Talkr provides a service that allows you to listen to your favorite text-only news sources rather than read them. If you can point it to an RSS feed (a machine-readable version of your favorite blog or news source) it will convert that feed from text to speech.
Talkr can also provide you with a podcast of your favorite news sources. This means that you can plug your MP3 player into your home computer once a day and Talkr will provide you with hours of audio content with no additional work on your part. Talkr will keep tabs on your feeds and send audio to your computer as those audio files become available.
August 10, 2005
An interesting article, despite the eagerness of the interviewer to invoke some sort of guilt for the abuses of the web. Sir Tim fends these attempts off nicely and underlines what the web really should be used for, ie communicating over a distributed network. Interesting too that he originally intended the web to be a read/write medium that closely resembles blogging. I wonder why blogging technology has taken so long to catch on? Is it an example of the technology being far in advance of social need, and that now the “information generation” has now grown up we can create and assimilate more immediacy in our awareness of the situations around us, so that we are able to respond to and pass comment on those situations?
August 3, 2005
A nice piece of research illustrating some useful statistics about use and perceptions of the Internet. For example, 87% of teenagers use the internet but only 68% use it at school. {I wonder why this discrepancy should exist? Are those features of the Internet which teenagers want to use/are comfortable with not being used in areas appropriate to the pupils’ own perceptions of what the Internet can be used for?

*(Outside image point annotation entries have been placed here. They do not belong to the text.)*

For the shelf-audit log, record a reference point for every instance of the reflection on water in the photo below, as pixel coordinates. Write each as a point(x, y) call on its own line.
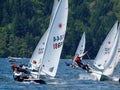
point(66, 79)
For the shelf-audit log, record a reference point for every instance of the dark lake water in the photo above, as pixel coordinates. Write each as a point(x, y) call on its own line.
point(66, 79)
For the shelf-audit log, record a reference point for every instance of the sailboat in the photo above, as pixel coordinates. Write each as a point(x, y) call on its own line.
point(108, 55)
point(46, 56)
point(80, 48)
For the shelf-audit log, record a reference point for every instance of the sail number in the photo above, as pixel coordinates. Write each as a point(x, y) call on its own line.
point(58, 38)
point(58, 41)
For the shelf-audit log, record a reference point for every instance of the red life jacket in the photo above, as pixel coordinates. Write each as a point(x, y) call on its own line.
point(78, 59)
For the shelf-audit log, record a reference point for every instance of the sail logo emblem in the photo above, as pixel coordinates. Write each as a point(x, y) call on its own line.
point(51, 69)
point(109, 42)
point(40, 50)
point(60, 25)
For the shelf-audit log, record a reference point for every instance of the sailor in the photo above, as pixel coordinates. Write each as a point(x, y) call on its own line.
point(20, 69)
point(70, 64)
point(87, 67)
point(19, 76)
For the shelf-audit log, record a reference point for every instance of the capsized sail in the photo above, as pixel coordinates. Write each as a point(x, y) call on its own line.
point(55, 39)
point(105, 52)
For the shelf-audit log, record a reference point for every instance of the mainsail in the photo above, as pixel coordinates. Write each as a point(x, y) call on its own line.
point(81, 47)
point(38, 53)
point(48, 51)
point(55, 39)
point(115, 57)
point(107, 48)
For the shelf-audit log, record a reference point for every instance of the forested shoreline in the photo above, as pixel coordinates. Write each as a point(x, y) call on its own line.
point(23, 22)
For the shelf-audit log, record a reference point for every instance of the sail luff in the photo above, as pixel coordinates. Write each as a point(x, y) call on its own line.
point(115, 58)
point(81, 47)
point(55, 40)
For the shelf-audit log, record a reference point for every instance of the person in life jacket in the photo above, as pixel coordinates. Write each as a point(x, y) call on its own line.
point(78, 59)
point(19, 76)
point(87, 67)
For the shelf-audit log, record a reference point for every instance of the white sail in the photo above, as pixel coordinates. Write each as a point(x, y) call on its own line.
point(54, 9)
point(81, 47)
point(55, 40)
point(38, 53)
point(115, 57)
point(105, 52)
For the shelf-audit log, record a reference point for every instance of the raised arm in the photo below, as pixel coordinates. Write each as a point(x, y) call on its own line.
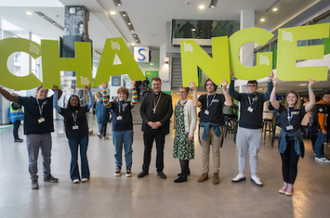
point(196, 103)
point(105, 99)
point(274, 103)
point(8, 96)
point(311, 103)
point(55, 99)
point(232, 92)
point(269, 86)
point(134, 94)
point(91, 99)
point(228, 101)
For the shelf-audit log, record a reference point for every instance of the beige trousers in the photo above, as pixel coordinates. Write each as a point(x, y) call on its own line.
point(215, 142)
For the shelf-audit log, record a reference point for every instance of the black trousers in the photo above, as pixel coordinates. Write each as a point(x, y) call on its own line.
point(148, 139)
point(17, 123)
point(289, 163)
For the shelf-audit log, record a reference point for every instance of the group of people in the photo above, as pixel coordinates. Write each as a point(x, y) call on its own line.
point(156, 111)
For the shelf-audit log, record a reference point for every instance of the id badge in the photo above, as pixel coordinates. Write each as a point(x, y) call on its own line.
point(290, 127)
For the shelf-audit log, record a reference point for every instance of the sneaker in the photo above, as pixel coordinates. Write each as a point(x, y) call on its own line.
point(18, 140)
point(84, 180)
point(118, 171)
point(256, 180)
point(75, 181)
point(322, 160)
point(34, 184)
point(283, 189)
point(128, 172)
point(238, 178)
point(289, 190)
point(50, 178)
point(203, 177)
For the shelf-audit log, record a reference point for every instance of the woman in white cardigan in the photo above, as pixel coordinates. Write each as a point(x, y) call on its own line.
point(185, 120)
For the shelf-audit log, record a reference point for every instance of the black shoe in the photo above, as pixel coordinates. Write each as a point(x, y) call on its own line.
point(18, 140)
point(142, 174)
point(34, 184)
point(50, 178)
point(161, 175)
point(188, 174)
point(181, 179)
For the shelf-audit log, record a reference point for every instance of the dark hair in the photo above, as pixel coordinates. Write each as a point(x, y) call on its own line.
point(156, 78)
point(215, 86)
point(186, 88)
point(253, 82)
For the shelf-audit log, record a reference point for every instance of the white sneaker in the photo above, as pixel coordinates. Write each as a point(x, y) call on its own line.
point(256, 180)
point(75, 181)
point(238, 178)
point(322, 160)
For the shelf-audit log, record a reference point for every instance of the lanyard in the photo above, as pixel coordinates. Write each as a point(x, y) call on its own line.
point(289, 117)
point(207, 101)
point(42, 107)
point(74, 116)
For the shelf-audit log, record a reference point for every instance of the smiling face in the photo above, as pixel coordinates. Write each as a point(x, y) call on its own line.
point(42, 93)
point(74, 101)
point(156, 86)
point(252, 87)
point(291, 99)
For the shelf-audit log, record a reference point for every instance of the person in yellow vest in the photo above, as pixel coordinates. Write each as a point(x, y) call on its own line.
point(16, 115)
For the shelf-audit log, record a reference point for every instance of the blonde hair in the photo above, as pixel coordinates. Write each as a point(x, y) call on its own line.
point(298, 102)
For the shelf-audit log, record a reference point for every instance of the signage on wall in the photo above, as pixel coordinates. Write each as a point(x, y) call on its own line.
point(141, 54)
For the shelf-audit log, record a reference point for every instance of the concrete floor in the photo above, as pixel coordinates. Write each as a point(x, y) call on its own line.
point(109, 196)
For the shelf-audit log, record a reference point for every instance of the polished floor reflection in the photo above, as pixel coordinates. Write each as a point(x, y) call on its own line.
point(109, 196)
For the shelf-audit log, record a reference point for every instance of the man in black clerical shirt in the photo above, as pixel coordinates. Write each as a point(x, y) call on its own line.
point(156, 111)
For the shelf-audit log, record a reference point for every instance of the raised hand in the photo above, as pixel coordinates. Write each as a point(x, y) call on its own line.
point(192, 85)
point(104, 85)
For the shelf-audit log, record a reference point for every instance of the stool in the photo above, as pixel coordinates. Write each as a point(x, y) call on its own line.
point(267, 126)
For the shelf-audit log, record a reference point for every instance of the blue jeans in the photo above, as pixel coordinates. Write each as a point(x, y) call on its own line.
point(120, 138)
point(74, 144)
point(319, 145)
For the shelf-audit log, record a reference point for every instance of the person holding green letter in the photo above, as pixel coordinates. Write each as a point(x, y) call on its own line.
point(250, 123)
point(38, 124)
point(290, 142)
point(76, 129)
point(211, 124)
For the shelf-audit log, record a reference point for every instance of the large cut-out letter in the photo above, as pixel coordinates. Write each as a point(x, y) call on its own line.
point(9, 46)
point(116, 59)
point(289, 53)
point(192, 55)
point(52, 64)
point(264, 59)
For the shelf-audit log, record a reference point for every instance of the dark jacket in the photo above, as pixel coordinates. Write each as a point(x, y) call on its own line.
point(163, 113)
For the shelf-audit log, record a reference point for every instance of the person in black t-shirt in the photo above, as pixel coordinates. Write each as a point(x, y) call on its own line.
point(122, 125)
point(76, 129)
point(38, 124)
point(290, 142)
point(211, 124)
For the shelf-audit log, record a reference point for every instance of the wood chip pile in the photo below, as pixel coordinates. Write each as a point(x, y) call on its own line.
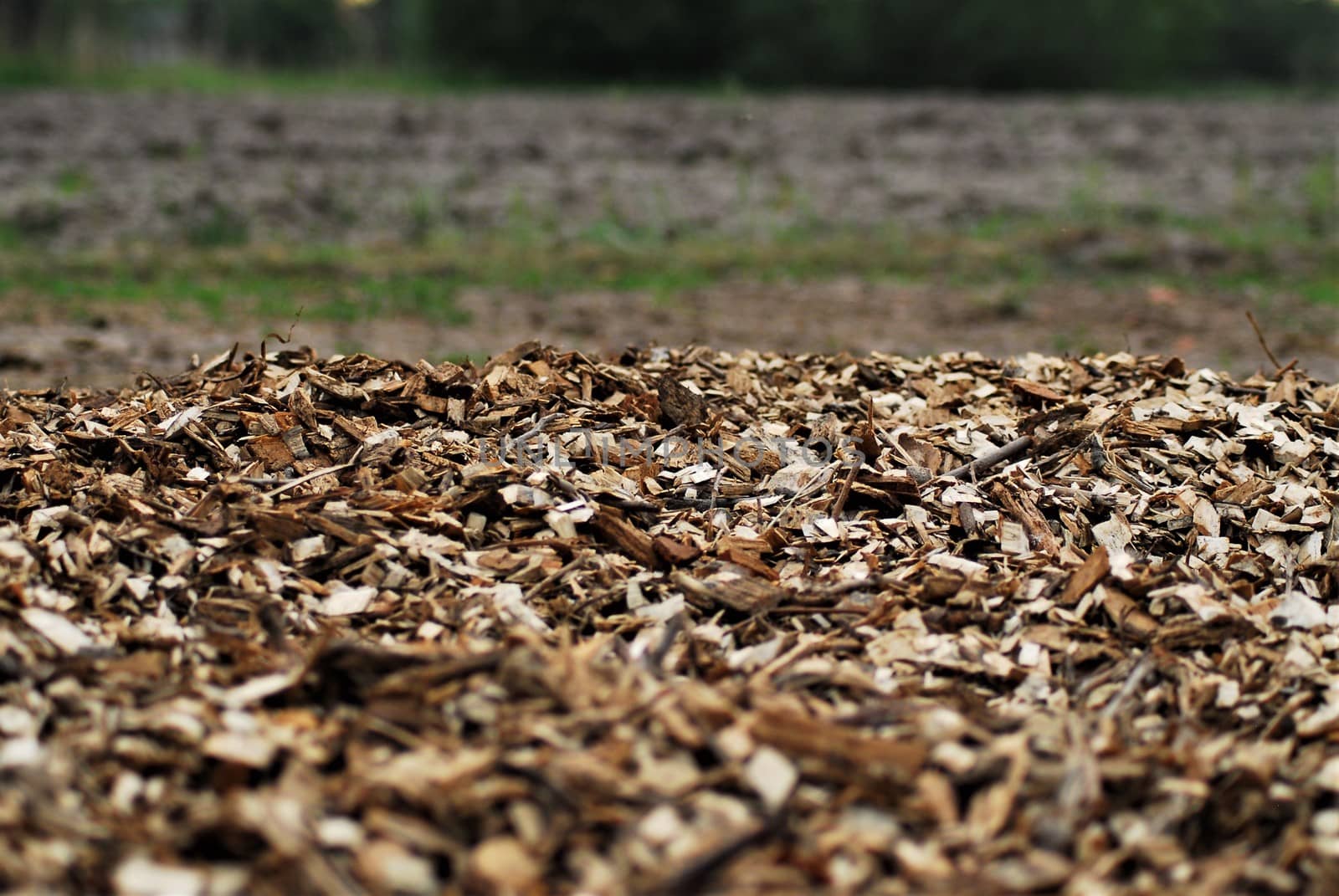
point(680, 622)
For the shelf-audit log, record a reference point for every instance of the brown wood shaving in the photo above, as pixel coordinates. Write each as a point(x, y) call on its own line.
point(290, 624)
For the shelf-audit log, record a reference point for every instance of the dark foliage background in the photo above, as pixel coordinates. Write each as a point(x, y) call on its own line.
point(977, 44)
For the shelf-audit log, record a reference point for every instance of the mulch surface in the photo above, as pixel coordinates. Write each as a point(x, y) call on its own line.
point(669, 623)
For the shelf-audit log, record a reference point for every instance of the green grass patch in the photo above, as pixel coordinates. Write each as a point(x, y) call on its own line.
point(224, 274)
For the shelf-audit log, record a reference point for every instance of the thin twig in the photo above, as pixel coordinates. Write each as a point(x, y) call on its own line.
point(845, 492)
point(314, 474)
point(998, 456)
point(1255, 325)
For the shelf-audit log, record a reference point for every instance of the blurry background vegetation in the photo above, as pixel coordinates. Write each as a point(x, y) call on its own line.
point(957, 44)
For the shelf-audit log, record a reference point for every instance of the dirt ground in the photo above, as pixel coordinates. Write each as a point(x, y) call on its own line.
point(113, 169)
point(100, 172)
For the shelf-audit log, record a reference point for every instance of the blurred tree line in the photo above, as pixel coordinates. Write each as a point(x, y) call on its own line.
point(975, 44)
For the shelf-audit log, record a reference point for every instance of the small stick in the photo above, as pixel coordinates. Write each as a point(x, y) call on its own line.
point(998, 456)
point(845, 492)
point(1274, 361)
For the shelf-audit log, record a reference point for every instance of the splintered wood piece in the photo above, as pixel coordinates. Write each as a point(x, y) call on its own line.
point(303, 610)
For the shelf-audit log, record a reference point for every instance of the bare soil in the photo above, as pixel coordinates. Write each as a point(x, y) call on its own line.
point(115, 172)
point(840, 315)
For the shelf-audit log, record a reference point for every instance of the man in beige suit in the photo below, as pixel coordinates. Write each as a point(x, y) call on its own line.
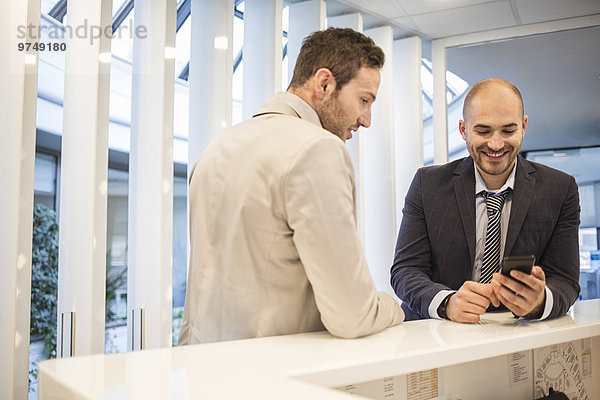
point(274, 247)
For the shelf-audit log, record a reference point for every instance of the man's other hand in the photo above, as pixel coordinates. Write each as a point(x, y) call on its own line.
point(471, 301)
point(522, 294)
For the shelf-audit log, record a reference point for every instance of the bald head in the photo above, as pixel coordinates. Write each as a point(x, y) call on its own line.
point(489, 83)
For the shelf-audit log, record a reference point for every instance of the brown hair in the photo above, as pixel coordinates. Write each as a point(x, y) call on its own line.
point(484, 84)
point(342, 51)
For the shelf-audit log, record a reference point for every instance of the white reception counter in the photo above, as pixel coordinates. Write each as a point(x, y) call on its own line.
point(468, 362)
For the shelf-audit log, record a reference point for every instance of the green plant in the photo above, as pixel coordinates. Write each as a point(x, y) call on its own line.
point(44, 277)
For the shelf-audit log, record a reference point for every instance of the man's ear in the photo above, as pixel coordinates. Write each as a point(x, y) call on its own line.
point(323, 83)
point(462, 128)
point(525, 118)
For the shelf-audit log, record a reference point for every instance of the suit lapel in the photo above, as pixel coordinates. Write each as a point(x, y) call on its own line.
point(524, 187)
point(464, 190)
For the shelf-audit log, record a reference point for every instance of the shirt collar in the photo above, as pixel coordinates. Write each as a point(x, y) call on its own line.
point(289, 104)
point(480, 184)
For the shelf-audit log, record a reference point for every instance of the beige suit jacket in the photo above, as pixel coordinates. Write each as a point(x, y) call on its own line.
point(274, 248)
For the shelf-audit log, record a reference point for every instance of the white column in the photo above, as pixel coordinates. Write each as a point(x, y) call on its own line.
point(18, 70)
point(263, 52)
point(440, 106)
point(84, 168)
point(211, 70)
point(150, 236)
point(305, 17)
point(378, 150)
point(408, 107)
point(354, 145)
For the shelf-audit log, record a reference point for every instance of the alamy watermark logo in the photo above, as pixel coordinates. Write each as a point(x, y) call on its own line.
point(50, 37)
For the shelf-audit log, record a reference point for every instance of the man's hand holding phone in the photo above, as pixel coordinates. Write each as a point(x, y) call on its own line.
point(471, 301)
point(521, 292)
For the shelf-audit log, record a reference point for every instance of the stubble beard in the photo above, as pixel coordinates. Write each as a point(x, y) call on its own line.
point(490, 169)
point(329, 113)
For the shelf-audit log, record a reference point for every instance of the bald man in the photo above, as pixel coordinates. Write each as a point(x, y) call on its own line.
point(461, 218)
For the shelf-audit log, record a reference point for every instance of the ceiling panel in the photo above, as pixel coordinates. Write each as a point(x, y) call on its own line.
point(457, 21)
point(412, 7)
point(381, 8)
point(532, 11)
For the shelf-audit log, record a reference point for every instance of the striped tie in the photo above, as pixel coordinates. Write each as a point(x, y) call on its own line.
point(491, 252)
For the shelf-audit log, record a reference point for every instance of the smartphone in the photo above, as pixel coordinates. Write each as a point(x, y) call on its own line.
point(521, 263)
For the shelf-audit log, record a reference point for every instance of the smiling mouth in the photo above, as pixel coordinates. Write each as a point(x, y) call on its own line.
point(497, 154)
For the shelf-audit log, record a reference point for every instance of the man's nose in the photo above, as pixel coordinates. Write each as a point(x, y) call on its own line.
point(496, 142)
point(365, 119)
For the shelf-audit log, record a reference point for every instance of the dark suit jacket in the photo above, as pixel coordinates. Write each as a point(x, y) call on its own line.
point(436, 243)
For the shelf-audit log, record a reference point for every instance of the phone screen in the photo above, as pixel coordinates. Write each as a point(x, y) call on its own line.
point(521, 263)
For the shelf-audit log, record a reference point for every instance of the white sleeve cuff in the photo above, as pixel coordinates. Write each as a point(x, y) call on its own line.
point(437, 300)
point(547, 306)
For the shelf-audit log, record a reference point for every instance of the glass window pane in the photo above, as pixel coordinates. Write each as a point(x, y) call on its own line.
point(116, 262)
point(238, 35)
point(117, 4)
point(122, 40)
point(47, 5)
point(179, 252)
point(183, 46)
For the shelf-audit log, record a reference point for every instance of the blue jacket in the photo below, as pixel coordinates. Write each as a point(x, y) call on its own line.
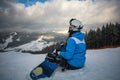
point(75, 50)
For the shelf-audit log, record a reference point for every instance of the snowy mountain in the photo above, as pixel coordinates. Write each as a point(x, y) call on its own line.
point(21, 41)
point(101, 64)
point(14, 39)
point(36, 45)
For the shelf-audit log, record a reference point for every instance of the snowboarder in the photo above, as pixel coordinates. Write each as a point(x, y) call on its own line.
point(73, 56)
point(70, 56)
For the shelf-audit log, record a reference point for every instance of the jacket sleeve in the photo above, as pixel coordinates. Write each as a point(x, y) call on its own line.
point(70, 48)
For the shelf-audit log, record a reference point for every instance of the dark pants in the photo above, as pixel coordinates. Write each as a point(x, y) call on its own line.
point(63, 63)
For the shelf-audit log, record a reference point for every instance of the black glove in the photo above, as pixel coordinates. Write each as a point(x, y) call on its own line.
point(53, 57)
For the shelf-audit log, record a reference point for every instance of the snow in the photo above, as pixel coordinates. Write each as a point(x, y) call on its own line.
point(101, 64)
point(36, 45)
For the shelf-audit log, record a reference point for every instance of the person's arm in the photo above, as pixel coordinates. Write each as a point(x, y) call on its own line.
point(70, 48)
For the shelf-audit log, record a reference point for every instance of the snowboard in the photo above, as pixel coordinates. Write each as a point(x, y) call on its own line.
point(45, 69)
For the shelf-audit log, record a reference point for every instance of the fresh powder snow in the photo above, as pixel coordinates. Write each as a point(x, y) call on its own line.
point(102, 64)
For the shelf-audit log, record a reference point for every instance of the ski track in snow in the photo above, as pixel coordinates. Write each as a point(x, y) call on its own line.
point(101, 64)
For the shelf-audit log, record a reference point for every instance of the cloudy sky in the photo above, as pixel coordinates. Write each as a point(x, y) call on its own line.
point(54, 15)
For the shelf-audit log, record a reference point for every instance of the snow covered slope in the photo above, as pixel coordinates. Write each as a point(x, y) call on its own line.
point(101, 64)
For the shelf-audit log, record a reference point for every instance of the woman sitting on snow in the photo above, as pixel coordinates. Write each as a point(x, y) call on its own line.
point(73, 57)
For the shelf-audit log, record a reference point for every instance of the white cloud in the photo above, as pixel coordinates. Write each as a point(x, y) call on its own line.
point(57, 13)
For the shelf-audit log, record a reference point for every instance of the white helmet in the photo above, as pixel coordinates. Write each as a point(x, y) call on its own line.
point(75, 25)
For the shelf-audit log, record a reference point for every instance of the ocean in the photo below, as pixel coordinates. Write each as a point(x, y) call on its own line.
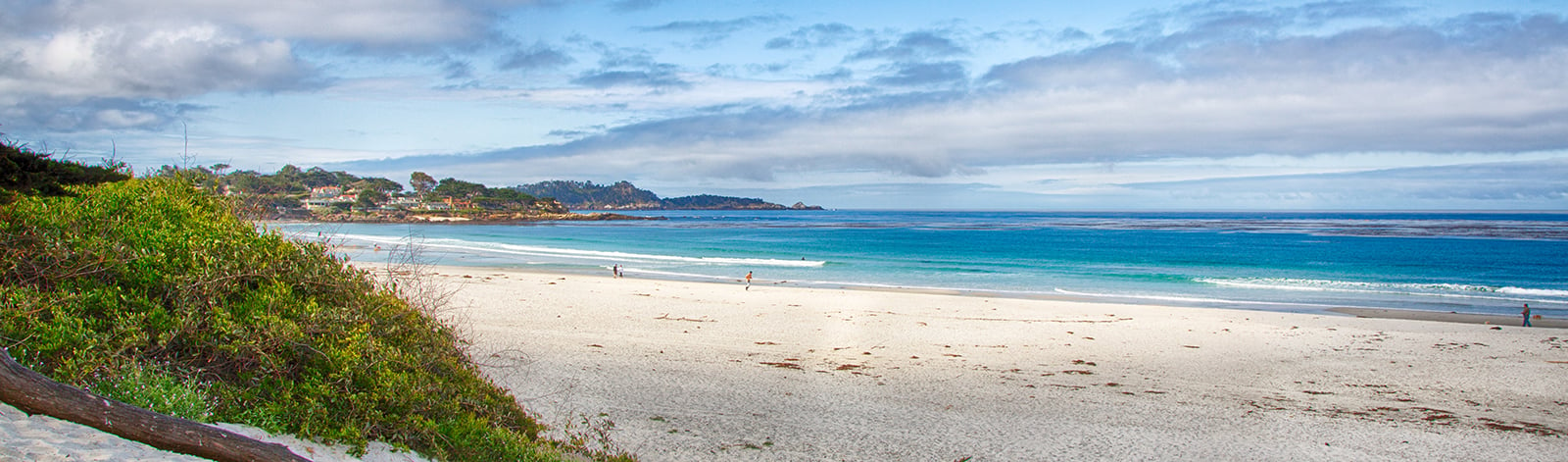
point(1277, 261)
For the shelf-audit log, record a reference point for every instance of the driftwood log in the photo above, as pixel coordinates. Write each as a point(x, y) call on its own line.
point(33, 393)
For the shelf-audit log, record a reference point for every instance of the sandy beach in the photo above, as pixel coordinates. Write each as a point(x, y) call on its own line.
point(715, 371)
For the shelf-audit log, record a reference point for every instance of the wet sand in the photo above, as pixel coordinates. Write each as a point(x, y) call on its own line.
point(713, 371)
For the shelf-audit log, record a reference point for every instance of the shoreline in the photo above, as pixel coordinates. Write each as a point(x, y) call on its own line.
point(715, 371)
point(1352, 312)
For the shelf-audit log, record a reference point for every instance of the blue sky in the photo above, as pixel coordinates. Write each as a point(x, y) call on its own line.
point(846, 104)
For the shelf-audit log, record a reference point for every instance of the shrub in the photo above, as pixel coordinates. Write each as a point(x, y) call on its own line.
point(99, 286)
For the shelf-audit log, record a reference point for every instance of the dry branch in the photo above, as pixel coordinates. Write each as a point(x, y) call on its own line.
point(33, 393)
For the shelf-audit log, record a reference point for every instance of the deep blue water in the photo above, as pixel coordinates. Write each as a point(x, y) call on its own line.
point(1291, 261)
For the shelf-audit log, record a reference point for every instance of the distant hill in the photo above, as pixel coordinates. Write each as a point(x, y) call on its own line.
point(582, 195)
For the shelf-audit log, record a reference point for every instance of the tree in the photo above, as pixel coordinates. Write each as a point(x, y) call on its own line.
point(380, 184)
point(422, 182)
point(318, 177)
point(370, 198)
point(454, 187)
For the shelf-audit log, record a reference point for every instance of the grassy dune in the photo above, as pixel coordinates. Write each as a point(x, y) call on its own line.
point(154, 292)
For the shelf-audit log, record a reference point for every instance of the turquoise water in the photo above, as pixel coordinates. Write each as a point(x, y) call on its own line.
point(1468, 263)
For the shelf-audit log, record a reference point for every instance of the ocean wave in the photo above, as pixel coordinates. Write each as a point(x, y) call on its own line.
point(1429, 289)
point(1180, 299)
point(580, 255)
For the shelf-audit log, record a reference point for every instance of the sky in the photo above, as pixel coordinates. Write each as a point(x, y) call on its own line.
point(1021, 106)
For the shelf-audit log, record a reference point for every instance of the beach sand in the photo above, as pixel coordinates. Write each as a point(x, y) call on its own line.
point(713, 371)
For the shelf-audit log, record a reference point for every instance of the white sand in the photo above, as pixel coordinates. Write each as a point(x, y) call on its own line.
point(705, 371)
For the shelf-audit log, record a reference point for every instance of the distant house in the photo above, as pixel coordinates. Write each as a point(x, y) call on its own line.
point(329, 195)
point(325, 192)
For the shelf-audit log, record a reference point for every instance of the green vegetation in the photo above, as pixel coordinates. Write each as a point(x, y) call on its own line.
point(339, 195)
point(156, 292)
point(27, 172)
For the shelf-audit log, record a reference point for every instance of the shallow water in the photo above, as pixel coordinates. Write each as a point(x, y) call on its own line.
point(1466, 263)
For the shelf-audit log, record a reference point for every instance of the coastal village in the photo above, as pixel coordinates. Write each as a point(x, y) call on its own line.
point(320, 195)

Interestingly, the report highlights that those without Internet access at home are much less likely to go online even when online access is available. While it’s what I would expect, I wonder if it might be an indicator of the non-participant’s expectations of what online resources are capable of delivering? Conversely it might show that more immersion and familiarisation with online resources and learning of the tools to access them is ever more likely to develop more e-confident learners, so if we accept that greater access to appropriate resources is a Good Thing then the delivery of the means and skills to have that access must also fall into that category. Those who do not have access (through not having a connection, or not having the skills or expectations of success) could be seen to be disadvantaged in the same way that they would be in not learning to read.